The mummy was found in the area of Otztal Alps by two hikers. On a sunny day Helmut and Erika Simon, from Nuremberg, were having a promenade in the Alps. The couple was simply walking past a rocky gully and noticed something that was of a brown color. They considered it some kind of rubbish, but when they took a closer look at it, they were terrified to find a real human corpse.
An examination of the mummy provided the scientists with an opportunity to make stunning discoveries. First of all, Otzi was born on the territory of Italy and then, moved more than 30 miles north. As revealed by the experts, he lived in a small village.
A new DNA study performed recently has revealed a few living descendants of the iceman. To add more, gene researchers have also uncovered 19 genetic relatives of the mummy in Tyrol area in Austria.

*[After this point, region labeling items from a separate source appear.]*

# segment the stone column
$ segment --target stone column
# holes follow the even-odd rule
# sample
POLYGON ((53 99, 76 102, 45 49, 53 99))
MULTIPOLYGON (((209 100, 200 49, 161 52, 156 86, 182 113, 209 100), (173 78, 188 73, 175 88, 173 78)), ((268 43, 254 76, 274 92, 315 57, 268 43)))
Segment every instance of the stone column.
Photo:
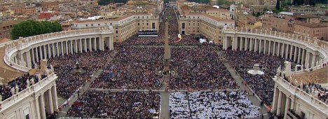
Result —
POLYGON ((278 44, 278 48, 277 49, 277 56, 280 56, 280 43, 277 42, 278 44))
POLYGON ((26 59, 27 67, 32 67, 31 52, 29 52, 29 50, 26 52, 26 59))
MULTIPOLYGON (((315 66, 315 62, 317 61, 317 56, 314 54, 312 55, 312 62, 311 62, 311 68, 315 66)), ((28 62, 28 61, 27 61, 28 62)))
POLYGON ((49 104, 48 104, 49 106, 49 108, 48 110, 49 111, 49 113, 53 113, 53 95, 51 94, 51 88, 48 90, 48 102, 49 104))
POLYGON ((293 55, 293 46, 290 45, 290 50, 289 50, 289 59, 292 59, 292 56, 293 55))
POLYGON ((82 49, 82 39, 80 38, 78 39, 78 50, 80 51, 81 53, 82 53, 82 52, 83 52, 83 50, 82 49))
POLYGON ((286 105, 285 106, 285 113, 284 113, 284 115, 285 115, 285 117, 286 118, 287 118, 286 114, 287 113, 288 109, 289 109, 289 103, 290 103, 289 97, 287 97, 286 105))
POLYGON ((69 49, 71 49, 71 54, 73 54, 73 40, 70 40, 69 41, 69 46, 70 46, 70 48, 69 49))
POLYGON ((268 55, 271 55, 271 41, 268 41, 269 42, 269 45, 268 46, 268 55))
POLYGON ((277 104, 277 101, 278 101, 278 94, 279 94, 279 90, 277 90, 277 88, 275 88, 275 88, 274 88, 274 92, 273 92, 273 103, 272 103, 272 108, 271 108, 271 113, 274 113, 277 110, 277 106, 276 106, 276 104, 277 104))
POLYGON ((293 110, 294 109, 294 100, 292 99, 290 99, 291 103, 290 103, 290 109, 293 110))
POLYGON ((277 115, 281 115, 281 102, 282 101, 282 92, 279 91, 278 104, 277 106, 277 115))
POLYGON ((83 39, 84 39, 83 40, 84 52, 88 52, 87 43, 86 43, 87 40, 86 40, 86 38, 83 38, 83 39))
POLYGON ((56 52, 56 56, 57 56, 57 57, 59 57, 59 56, 60 56, 60 50, 59 50, 59 48, 59 48, 59 42, 57 42, 57 43, 56 43, 56 51, 57 51, 57 52, 56 52))
POLYGON ((35 97, 34 99, 34 113, 35 113, 35 115, 36 115, 36 118, 41 118, 41 115, 40 115, 40 106, 39 105, 39 97, 35 97))
POLYGON ((289 54, 288 50, 289 50, 289 45, 286 44, 286 52, 285 52, 286 54, 285 54, 285 58, 286 59, 288 59, 288 54, 289 54))
POLYGON ((48 51, 47 51, 47 45, 43 46, 43 52, 44 52, 44 59, 47 59, 48 56, 48 51))
POLYGON ((97 37, 93 38, 93 48, 95 51, 97 50, 97 37))
POLYGON ((31 49, 31 52, 32 52, 32 55, 31 55, 31 56, 32 56, 32 62, 33 64, 35 64, 34 48, 32 48, 31 49))
POLYGON ((266 54, 266 40, 264 40, 264 54, 266 54))
MULTIPOLYGON (((228 41, 228 44, 230 44, 230 41, 228 41)), ((109 37, 109 44, 111 45, 111 46, 110 46, 111 48, 110 49, 114 50, 114 38, 113 38, 113 37, 109 37)), ((228 48, 228 47, 227 47, 227 48, 228 48)))
POLYGON ((50 44, 48 44, 48 59, 51 57, 51 49, 50 49, 50 44))
POLYGON ((100 38, 99 45, 100 45, 100 48, 101 50, 104 50, 104 38, 105 38, 104 37, 100 37, 100 38))
POLYGON ((78 39, 75 39, 73 43, 74 43, 74 52, 76 53, 77 53, 78 52, 78 39))
POLYGON ((43 99, 43 94, 40 95, 40 106, 41 106, 41 118, 46 119, 46 108, 44 107, 44 99, 43 99))
POLYGON ((294 62, 297 62, 297 61, 296 60, 296 57, 297 57, 297 47, 294 46, 294 59, 293 59, 294 62))
MULTIPOLYGON (((40 46, 40 57, 41 57, 40 60, 41 60, 41 59, 45 59, 45 58, 43 57, 43 51, 44 51, 44 48, 43 48, 43 50, 42 50, 42 47, 44 48, 44 46, 40 46)), ((46 53, 46 52, 44 52, 44 53, 46 53)))
POLYGON ((272 55, 275 56, 275 52, 277 52, 275 50, 275 41, 273 41, 273 50, 272 50, 272 55))
POLYGON ((257 52, 257 50, 259 50, 259 43, 257 42, 257 38, 254 38, 254 44, 255 46, 254 48, 254 52, 257 52))
POLYGON ((38 47, 35 48, 35 57, 36 57, 36 62, 39 62, 39 48, 38 47))
POLYGON ((301 48, 299 47, 299 53, 297 53, 297 64, 300 64, 301 63, 301 51, 302 50, 302 49, 301 48))
POLYGON ((93 51, 93 46, 93 46, 93 43, 92 43, 91 39, 92 39, 92 38, 89 38, 89 43, 88 44, 88 45, 89 46, 88 46, 88 47, 89 47, 88 49, 89 49, 90 52, 92 52, 92 51, 93 51))
POLYGON ((51 88, 51 94, 53 94, 53 110, 57 111, 58 109, 58 102, 57 100, 57 88, 56 84, 55 84, 53 88, 51 88))
POLYGON ((248 38, 250 39, 250 51, 253 50, 253 38, 248 38))
POLYGON ((53 53, 51 55, 51 57, 55 57, 55 56, 56 55, 55 54, 55 43, 51 43, 51 50, 52 50, 52 53, 53 53))
POLYGON ((306 52, 306 55, 305 57, 305 62, 304 62, 304 64, 306 65, 306 69, 308 69, 310 66, 309 60, 310 60, 310 52, 306 52))
POLYGON ((285 43, 282 43, 282 49, 280 52, 280 54, 281 54, 281 57, 284 57, 284 55, 285 55, 285 47, 286 46, 285 43))
POLYGON ((306 50, 305 49, 303 49, 302 57, 301 58, 301 64, 305 64, 306 52, 306 50))

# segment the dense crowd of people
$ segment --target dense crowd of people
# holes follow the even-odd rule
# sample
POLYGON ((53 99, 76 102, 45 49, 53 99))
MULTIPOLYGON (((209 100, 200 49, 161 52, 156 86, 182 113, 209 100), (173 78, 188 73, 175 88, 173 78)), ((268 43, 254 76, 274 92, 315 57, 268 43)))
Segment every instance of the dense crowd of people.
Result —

The iceman lived in a time, when copper crafting had become something completely new. For that the society was divided between the individuals, who could afford copper and the ones, who couldn’t. The mummy had a copper ax, which means his social status was pretty high. However, being relatively wealthy Otzi wasn’t protected from pain or ailment. The examination of the mummy’s stomach revealed some parasites. Besides, he had gallstones, worn joints, Lyme disease and hardened arteries. Otzi had been sick for at least a fortnight before his demise. And finally he was lactose intolerant.

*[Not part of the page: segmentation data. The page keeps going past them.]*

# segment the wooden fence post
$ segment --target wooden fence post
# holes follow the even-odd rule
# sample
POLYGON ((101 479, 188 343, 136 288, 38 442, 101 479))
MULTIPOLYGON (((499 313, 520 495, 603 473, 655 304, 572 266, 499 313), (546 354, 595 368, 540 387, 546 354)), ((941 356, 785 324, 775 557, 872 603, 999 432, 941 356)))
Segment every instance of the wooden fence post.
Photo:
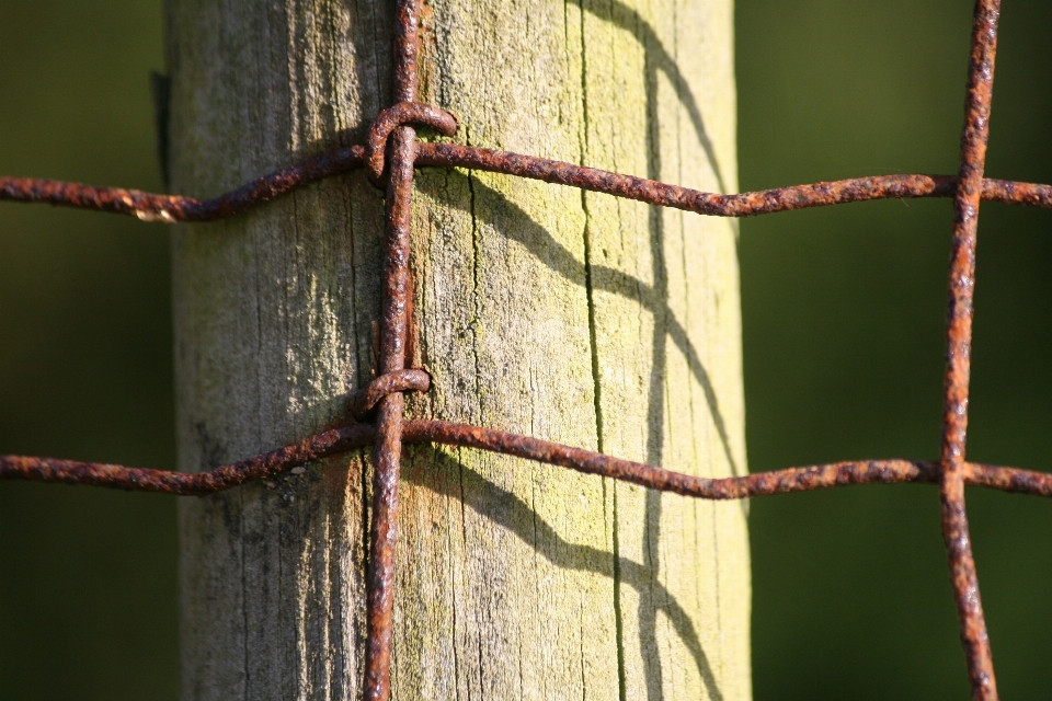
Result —
MULTIPOLYGON (((174 192, 364 141, 374 0, 168 0, 174 192)), ((733 192, 730 0, 432 0, 421 100, 456 137, 733 192)), ((426 131, 423 131, 426 137, 426 131)), ((345 416, 375 370, 382 195, 364 172, 173 243, 181 468, 345 416)), ((464 170, 414 194, 410 416, 694 474, 746 470, 736 229, 464 170)), ((368 451, 180 503, 183 698, 357 699, 368 451)), ((751 697, 743 505, 407 447, 397 699, 751 697)))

The very first thing that experts were concerned about was the intact condition of the mummy. Why was the grim discovery in such a perfect state? Mainly thanks to a superb chain of coincidences. Otzi must have been covered by snow and ice right after his death. That’s the only way his body could have been solidly protected from the process of decomposition and predators. It is impossible to certainly determine whether the mummy had ever resurfaced once again during several thousand years. As shown by the Paeleoclimatic data, warm phases appeared in the course of the 2nd half of the 3rd century BC, as well as in the Roman period. That’s the time, when the ice in the gully mentioned above may have melted.
The mummy was exposed to damaging sun rays, weather quirks and wind for a short period of time in 1991 between the moment of the finding was revealed and the time it was recovered.